Ouahbi a également annoncé une réflexion en cours sur la mise en place d’une plateforme de jurisprudence accessible à l’ensemble des acteurs, y compris les professionnels du secteur bancaire, afin de faciliter la compréhension des interprétations judiciaires des textes régissant l’activité bancaire.

Il a, en outre, évoqué la possibilité d’intégrer des spécialistes financiers aux côtés des magistrats dans les affaires à dimension économique, ainsi que le recours à des profils issus de grandes écoles de commerce ou de comptabilité pour renforcer les capacités d’analyse financière au sein du corps judiciaire.

De son côté, le procureur général près la Cour de cassation et président du ministère public, Hicham Balaoui, a indiqué que les créances en souffrance représentent désormais environ 8,3 % du total des crédits bancaires à fin janvier 2026, contre 8 % au dernier trimestre 2025. Leur encours avoisine les 100 milliards de dirhams, en hausse de 4,6 %.

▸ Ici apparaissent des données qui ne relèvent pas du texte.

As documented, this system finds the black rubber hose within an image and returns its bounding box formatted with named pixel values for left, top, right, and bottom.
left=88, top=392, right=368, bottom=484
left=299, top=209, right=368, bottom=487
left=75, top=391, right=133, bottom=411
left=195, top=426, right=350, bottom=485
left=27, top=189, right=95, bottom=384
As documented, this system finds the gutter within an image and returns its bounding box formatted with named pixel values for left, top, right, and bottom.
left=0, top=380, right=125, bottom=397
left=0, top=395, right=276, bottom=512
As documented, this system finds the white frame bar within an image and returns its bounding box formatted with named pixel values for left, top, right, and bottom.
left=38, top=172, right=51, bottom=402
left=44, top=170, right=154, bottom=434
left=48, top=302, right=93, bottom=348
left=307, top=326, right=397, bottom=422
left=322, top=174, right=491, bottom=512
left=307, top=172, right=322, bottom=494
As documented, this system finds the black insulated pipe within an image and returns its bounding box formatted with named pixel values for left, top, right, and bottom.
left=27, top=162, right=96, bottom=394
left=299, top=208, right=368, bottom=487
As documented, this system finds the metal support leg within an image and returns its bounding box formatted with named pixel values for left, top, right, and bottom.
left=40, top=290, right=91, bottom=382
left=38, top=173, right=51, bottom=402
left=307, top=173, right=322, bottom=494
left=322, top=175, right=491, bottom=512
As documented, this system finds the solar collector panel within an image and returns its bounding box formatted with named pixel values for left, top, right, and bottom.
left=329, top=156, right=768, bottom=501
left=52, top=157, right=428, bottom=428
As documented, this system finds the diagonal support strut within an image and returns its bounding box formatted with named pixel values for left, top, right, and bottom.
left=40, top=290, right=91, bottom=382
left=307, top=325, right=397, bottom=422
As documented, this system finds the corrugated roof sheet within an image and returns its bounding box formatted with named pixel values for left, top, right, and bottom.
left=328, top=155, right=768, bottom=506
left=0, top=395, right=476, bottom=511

Balaoui a insisté sur la nécessité de réviser certaines dispositions légales encadrant l’exécution des jugements, d’améliorer l’encadrement de l’expertise judiciaire et de développer la cession directe des créances bancaires non productives.

Il a, à cet égard, salué le projet de loi n° 26.02, qu’il considère comme un levier à même d’alléger la charge pesant sur les banques et de réorienter leurs ressources vers le financement de l’économie.

Pour sa part, Mohamed El Kettani, vice-président du Groupement professionnel des banques du Maroc (GPBM), a relevé plusieurs dysfonctionnements pratiques, notamment la lenteur des procédures de vente judiciaire des biens immobiliers hypothéqués, les dérives dans le traitement des difficultés des entreprises, ainsi que les insuffisances de l’expertise judiciaire dans les litiges bancaires, marquées par une hétérogénéité des méthodes de calcul et l’absence de cadre institutionnel de contrôle.

El Kettani a recommandé la création d’un portail électronique dédié aux ventes judiciaires, l’organisation de formations communes réunissant banquiers, magistrats et experts, ainsi qu’un meilleur équilibre entre la protection des entreprises en difficulté et la préservation des droits des créanciers.

Ce séminaire réunit des représentants du ministère de la Justice, de la Présidence du ministère public, des établissements bancaires et des professionnels du droit, dans l’objectif de formuler des recommandations concrètes pour renforcer l’efficacité du cadre juridique du recouvrement des créances en souffrance.